2009-07-19 Thread Peter Miller


On 16 Jul 2009, at 13:48, Sam Vekemans wrote:


Hi all,
+1 for having a revert button only for your own (personal) changsets.
With no button requesting a change revert. .. just message that  
person, in a friendly way.

Most of the time it's a newbie who is just learning. :-)


Umm..  Not everyone is that friendly and we need more powerful  
medicine for those occasions.


We have a persistent and very destructive mapper in the UK. We have  
reverted most of his edits from June by hand. I messaged him politely  
in June without a response. He reappeared in July and is now breaking  
roads, rivers and railways and adding stray bits of visible rubbish  
most days. All  of this stuff is majorly destructive:-

http://www.openstreetmap.org/user/liam123/edits


I think we need a number of things pretty fast.
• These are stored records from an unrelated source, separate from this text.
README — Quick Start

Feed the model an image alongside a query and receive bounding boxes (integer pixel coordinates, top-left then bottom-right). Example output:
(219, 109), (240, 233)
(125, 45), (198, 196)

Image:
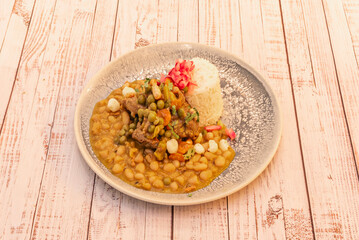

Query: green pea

1) A way to view quickly determine the nature of any change-set - did  
the change set add any new ways/nodes? did it add tags to ways/nodes?  
change values in tags?  delete ways/node? delete tags? - that sort of  
stuff.  I would like to see all the changes textually and also as a  
map and be able to see the history of each feature with similar  
information available.
2) A way to for people to patrol for edits by new contributors in an  
area on a real-time basis and a way for experienced mappers to  
indicate that a newbie's changesets has been checked and are ok or not.
3) An RSS feed to monitor a users edits to watch for new activity. Got  
it, we have that one - thanks
4) A way to revert a change-sets quickly before people put stuff on  
top or try to repair (I would also like to opportunities to complete  
the revert even if work has subsequently been done on some of the  
touched features)
5) A way to see which change-sets have been reverted recently within  
an area and by whom

6) A way to revert the revert etc
7) A way for people spot revert wars (ie users doing many reverts or  
areas with many reverts)
8) Community guidelines on only using revert for blatant vandalism  
rather than just because you preferred it as is was - (assume food  
intentions and build if in doubt)
9) A way to request a block on the IP address for a short period if  
vandalism is coming from  unique static IP address
10) I would also like a publicly available talk page for a user where  
people can leave public messages for the user and for other people to  
read. This would need to be a wiki page so problems could be removed,  
but it would allow a place to talk in semi-public about issues which  
is sometimes useful.


I think all of the above is the what we need to have to make it work  
from a community perspective as well as from a technical perspective.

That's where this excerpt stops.